Open 1feres1 opened 2 months ago
that's a great idea. can you share some example usecase for how you'd like to do batching via baml specifically?
If you're doing batching, since BAML generates async clients for typescript / python you could just take any baml function and async/io them
import asyncio
from baml_client import b
def batch_call(params: List[str]):
batched = await asyncio.gather([b.MyFunction(i) for i in params])
Though we don't do something more clever like only running at most N in parallel at at time, but i think thats very much a possibility for us.
Or did you mean something else?
my example use case is summarization of chats data (large data)
But I did"t find a way to make them both work together (very fast inference + correct json formatting) and both are very important
It looks like vllm supports openai spec!

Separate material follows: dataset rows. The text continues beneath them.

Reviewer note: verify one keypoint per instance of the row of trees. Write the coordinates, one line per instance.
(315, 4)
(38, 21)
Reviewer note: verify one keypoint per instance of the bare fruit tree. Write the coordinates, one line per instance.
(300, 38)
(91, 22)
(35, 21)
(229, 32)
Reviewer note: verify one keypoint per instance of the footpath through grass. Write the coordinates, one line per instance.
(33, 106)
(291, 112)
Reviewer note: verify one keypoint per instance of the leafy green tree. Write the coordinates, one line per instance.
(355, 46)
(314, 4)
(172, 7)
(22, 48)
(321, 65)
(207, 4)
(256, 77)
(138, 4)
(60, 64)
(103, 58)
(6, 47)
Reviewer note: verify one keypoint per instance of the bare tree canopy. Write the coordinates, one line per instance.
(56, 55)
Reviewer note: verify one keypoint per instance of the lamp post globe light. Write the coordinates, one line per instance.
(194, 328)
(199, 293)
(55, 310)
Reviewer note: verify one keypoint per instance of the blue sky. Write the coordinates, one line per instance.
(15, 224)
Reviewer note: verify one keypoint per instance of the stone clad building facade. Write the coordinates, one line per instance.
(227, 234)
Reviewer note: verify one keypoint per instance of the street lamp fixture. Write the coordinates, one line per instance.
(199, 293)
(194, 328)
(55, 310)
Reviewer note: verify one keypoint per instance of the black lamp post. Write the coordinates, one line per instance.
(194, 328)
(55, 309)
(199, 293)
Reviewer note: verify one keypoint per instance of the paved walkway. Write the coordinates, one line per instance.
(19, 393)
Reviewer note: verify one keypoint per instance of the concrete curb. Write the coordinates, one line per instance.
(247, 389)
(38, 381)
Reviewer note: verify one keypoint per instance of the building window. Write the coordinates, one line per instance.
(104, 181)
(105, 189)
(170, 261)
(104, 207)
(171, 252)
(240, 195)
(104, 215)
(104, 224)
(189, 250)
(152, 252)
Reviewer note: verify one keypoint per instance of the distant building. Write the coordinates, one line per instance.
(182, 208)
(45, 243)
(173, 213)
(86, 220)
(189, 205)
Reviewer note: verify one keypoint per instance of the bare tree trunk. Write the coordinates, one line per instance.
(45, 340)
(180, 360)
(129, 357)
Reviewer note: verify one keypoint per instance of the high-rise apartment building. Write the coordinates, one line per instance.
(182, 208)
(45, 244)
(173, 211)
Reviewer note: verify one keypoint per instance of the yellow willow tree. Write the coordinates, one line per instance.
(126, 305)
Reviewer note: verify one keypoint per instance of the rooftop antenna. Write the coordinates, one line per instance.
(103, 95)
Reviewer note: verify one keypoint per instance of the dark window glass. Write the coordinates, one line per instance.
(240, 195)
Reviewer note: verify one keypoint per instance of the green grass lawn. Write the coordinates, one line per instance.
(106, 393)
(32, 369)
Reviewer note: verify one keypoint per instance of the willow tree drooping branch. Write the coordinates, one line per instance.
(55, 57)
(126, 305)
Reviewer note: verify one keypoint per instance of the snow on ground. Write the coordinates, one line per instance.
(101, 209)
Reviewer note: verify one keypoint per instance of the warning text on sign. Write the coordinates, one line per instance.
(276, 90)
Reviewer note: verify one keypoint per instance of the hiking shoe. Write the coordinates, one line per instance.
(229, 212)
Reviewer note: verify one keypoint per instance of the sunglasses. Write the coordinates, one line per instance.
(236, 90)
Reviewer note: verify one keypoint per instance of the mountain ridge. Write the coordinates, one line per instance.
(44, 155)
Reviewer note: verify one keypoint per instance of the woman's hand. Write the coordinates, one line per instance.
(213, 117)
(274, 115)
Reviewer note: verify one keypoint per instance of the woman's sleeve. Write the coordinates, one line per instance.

Which means you should be able to use it with BAML.
Can you share how to you do batch inference with vLLM? Perhaps theres an easy way to do this. (ideally code / curl examples!)
hello, Hope you doing well,
You can find below the example of how I use VLLM for batch predictions for summary generation:
from huggingfacehub import login login(token= "hf") # change this with you hf tocken from vllm import LLM, SamplingParams sampling_params = SamplingParams(max_tokens=300) llm = LLM("mistralai/Mistral-7B-Instruct-v0.2", gpu_memory_utilization=1)
prompts = ['summarize this : hello world', "summarize this : agent set password for customer"] outputs = llm.generate(prompts, sampling_params) for output in outputs: summary = output.outputs[0].text print(summary) print('------------------------')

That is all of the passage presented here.